"Si vous possédez une bibliothèque et un jardin, vous avez tout ce qu'il vous faut."
Cicéron

jeudi 10 avril 2014

La dame à la camionnette d'Alan Bennett

La présentation de l'éditeur :

Miss Shepherd, vieille dame excentrique, vit dans une camionnette aux abords de la résidence londonienne d’Alan Bennett. Victime de l’embourgeoisement du quartier et de quelques vauriens, elle finit par installer son véhicule dans la propriété de l’auteur. 

Commence alors une incroyable cohabitation entre la marginale et la célébrité, qui durera près de vingt ans.
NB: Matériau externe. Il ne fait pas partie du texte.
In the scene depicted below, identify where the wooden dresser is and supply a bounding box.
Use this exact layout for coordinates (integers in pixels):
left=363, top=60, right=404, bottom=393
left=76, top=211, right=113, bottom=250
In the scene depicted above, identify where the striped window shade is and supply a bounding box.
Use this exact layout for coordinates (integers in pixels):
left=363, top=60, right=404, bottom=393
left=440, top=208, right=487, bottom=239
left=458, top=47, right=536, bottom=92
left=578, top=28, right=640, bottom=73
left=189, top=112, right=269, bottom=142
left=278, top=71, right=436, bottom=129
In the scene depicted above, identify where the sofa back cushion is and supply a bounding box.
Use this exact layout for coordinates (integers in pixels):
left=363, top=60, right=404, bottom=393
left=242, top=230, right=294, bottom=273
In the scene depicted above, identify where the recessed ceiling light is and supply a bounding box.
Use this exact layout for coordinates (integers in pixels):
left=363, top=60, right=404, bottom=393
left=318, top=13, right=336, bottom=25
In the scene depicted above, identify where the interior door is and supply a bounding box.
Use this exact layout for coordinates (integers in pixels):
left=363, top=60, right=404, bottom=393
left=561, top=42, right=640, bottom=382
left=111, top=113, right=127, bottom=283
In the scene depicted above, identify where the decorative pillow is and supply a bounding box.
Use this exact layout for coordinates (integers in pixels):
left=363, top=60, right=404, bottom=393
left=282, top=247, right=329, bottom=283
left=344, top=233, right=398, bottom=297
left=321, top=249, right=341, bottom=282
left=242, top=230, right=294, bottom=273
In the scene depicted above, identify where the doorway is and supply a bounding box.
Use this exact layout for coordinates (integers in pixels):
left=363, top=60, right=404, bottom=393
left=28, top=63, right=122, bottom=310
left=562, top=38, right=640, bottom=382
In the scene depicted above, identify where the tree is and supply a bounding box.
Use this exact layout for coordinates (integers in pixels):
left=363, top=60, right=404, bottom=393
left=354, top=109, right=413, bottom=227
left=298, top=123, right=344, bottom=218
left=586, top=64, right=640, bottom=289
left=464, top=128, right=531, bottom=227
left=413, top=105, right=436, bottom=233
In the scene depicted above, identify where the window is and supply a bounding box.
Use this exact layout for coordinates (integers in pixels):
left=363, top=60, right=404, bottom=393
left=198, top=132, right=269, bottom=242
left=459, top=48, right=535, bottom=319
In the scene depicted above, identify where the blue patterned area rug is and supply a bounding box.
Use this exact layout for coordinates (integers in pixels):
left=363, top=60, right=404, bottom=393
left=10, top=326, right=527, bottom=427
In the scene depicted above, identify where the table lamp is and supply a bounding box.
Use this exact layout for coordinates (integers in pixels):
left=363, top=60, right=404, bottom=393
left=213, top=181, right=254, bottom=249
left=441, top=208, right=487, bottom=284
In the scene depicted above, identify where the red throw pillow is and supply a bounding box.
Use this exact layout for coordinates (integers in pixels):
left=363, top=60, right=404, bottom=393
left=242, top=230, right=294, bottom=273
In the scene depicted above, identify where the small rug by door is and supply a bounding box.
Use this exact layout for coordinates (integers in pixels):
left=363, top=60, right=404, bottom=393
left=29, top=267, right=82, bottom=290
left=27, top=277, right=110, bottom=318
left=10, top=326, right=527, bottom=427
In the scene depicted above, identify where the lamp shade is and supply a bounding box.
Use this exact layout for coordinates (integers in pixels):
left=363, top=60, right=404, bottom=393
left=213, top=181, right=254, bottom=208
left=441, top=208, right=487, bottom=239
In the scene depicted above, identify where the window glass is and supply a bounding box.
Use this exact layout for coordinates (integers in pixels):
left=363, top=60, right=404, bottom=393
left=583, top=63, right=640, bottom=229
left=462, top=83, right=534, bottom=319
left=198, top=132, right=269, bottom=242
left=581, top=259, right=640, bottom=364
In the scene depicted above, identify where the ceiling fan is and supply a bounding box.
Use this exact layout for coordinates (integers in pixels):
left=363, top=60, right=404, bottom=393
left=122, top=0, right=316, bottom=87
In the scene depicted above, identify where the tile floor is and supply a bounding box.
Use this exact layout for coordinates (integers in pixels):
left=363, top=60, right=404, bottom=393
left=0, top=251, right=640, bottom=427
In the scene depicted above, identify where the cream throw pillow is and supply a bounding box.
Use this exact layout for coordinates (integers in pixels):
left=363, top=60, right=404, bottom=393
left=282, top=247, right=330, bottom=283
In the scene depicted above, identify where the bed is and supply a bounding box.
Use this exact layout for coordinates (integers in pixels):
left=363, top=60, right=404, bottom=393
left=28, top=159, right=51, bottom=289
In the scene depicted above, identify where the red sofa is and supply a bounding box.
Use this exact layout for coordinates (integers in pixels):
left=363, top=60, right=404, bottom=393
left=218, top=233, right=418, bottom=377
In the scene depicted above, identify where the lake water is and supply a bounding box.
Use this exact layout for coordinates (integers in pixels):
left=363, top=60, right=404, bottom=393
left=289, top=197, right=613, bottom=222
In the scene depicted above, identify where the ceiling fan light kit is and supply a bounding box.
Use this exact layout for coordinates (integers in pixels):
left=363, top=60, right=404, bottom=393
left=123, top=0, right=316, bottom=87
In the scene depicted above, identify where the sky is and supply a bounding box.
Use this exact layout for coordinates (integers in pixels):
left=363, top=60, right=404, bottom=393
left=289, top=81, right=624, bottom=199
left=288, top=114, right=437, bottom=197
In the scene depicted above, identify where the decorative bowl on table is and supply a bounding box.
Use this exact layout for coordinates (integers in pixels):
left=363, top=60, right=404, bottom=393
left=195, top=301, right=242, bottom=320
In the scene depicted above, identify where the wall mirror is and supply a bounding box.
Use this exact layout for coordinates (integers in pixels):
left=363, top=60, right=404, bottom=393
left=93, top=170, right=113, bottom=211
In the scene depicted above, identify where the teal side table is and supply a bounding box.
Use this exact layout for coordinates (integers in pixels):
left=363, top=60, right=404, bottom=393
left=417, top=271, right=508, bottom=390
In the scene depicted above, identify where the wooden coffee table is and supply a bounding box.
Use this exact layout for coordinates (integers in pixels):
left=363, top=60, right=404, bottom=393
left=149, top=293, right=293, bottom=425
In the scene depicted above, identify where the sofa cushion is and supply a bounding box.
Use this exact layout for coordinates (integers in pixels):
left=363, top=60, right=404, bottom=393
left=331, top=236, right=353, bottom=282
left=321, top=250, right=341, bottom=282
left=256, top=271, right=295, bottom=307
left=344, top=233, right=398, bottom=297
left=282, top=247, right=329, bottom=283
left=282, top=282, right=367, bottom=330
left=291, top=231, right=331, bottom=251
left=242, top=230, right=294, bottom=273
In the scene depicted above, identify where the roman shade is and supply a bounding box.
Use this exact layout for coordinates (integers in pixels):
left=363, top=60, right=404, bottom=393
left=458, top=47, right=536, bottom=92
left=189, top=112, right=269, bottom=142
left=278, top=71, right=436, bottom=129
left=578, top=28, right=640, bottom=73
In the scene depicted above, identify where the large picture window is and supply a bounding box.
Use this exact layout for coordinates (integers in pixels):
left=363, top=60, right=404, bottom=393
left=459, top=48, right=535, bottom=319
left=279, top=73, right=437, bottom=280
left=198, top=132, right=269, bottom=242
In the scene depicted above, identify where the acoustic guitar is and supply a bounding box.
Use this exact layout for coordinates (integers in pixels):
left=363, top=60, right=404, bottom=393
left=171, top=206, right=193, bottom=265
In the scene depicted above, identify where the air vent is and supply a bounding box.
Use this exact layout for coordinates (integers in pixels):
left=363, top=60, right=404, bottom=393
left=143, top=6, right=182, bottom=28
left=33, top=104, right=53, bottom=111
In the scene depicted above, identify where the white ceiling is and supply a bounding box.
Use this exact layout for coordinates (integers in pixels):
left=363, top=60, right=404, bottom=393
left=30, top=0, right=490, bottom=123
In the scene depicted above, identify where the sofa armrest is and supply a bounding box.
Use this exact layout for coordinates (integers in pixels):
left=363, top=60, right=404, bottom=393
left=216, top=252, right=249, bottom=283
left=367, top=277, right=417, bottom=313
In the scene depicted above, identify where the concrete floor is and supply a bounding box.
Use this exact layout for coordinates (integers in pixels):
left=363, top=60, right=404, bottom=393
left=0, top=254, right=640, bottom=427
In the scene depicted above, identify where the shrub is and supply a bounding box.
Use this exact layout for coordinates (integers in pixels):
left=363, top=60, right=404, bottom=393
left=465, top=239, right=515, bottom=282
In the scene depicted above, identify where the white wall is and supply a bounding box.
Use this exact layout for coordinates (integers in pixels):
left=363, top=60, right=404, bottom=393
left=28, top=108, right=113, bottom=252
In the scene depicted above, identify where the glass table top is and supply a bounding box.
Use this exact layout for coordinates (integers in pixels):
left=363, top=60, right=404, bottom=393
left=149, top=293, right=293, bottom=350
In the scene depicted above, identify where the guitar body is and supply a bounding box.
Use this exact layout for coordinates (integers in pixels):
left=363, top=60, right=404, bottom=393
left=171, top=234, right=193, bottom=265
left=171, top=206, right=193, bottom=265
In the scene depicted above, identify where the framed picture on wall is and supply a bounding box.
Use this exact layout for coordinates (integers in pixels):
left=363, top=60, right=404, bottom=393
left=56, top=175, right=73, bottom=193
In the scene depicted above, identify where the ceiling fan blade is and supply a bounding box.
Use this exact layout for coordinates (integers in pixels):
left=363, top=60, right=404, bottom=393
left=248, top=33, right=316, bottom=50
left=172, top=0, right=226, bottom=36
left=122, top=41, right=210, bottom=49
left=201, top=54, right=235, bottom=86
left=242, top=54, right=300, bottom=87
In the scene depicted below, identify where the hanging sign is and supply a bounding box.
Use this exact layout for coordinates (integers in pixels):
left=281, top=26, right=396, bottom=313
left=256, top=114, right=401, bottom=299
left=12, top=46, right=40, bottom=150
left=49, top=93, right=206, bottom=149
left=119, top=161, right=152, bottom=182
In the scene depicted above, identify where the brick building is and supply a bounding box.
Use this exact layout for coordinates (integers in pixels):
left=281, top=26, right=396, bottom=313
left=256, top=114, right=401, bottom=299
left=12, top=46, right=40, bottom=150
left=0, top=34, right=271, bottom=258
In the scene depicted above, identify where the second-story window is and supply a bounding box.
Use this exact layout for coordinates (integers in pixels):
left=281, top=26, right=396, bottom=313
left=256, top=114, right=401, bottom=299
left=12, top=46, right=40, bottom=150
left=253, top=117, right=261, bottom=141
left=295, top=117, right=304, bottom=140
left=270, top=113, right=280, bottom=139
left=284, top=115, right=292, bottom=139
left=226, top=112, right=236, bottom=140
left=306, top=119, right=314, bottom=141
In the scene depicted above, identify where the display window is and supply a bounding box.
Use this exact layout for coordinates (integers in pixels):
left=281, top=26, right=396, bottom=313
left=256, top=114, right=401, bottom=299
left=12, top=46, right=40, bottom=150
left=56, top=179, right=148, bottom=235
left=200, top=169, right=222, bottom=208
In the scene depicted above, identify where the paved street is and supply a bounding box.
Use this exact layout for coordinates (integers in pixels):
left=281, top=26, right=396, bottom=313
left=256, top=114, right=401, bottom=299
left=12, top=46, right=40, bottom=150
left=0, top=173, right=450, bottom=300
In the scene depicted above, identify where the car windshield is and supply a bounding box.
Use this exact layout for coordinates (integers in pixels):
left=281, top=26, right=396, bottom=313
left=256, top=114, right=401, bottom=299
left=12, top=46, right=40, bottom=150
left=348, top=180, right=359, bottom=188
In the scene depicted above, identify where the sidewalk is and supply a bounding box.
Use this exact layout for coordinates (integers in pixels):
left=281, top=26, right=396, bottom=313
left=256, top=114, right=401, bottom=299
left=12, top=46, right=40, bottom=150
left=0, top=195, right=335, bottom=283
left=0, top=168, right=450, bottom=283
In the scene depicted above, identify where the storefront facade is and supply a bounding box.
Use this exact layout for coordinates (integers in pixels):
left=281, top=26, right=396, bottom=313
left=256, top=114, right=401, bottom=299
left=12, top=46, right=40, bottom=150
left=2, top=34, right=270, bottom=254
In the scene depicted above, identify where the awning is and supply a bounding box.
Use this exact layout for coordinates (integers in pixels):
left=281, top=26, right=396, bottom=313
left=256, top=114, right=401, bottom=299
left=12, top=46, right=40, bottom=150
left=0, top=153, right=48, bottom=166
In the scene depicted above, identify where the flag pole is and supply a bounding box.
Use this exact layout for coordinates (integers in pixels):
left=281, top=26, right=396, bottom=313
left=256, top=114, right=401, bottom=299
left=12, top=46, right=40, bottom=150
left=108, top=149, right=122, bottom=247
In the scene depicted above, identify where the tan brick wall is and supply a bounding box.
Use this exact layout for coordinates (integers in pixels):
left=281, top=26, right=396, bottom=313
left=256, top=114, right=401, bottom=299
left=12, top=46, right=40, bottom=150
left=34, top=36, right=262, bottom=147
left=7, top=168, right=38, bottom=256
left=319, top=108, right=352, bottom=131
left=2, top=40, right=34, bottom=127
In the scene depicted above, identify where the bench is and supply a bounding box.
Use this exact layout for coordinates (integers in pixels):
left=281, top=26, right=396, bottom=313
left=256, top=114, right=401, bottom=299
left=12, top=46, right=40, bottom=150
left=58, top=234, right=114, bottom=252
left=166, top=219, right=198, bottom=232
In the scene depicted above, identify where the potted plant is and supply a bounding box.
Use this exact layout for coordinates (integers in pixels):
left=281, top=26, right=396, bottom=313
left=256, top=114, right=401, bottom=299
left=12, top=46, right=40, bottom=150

Entre disputes, extravagances et situations drolatiques, la dame à la camionnette n’épargne rien à son hôte ni au lecteur. Bennett, en excellent conteur, saisit leur duo et livre, au-delà des anecdotes, un tableau très juste du Londres des années 1970 et 1980, de sa bourgeoisie progressiste et de ses exclus.

Un récit d’une grande humanité qui croque avec humour les travers de la société britannique contemporaine.

Avis 

Un brin originale et volontiers revêche, Miss Shepherd a installé sa camionnette sur Gloucester Crescent. Lorsqu'elle veut la déplacer, elle demande, de façon plutôt autoritaire, l'aide des passants. Dont Alan Bennett. Elle passe ses journées assise sur le trottoir et à l'occasion, vend des crayons et de petites brochures qu'elle rédige elle-même.

Régulièrement, la camionnette est victime de vandalisme et soucieux de préserver sa tranquillité d'esprit, l'auteur propose à Miss Shepherd d'occuper une dépendance de sa propriété. 

De fil en aiguille, la camionnette finira par rallier également son domicile.  Obstruant sans vergogne le passage...  Dans la même logique, la vieille dame n'hésite pas, le soir, à protester contre les invités qu'Alan Bennett raccompagne ou à lui confier sa liste de courses. 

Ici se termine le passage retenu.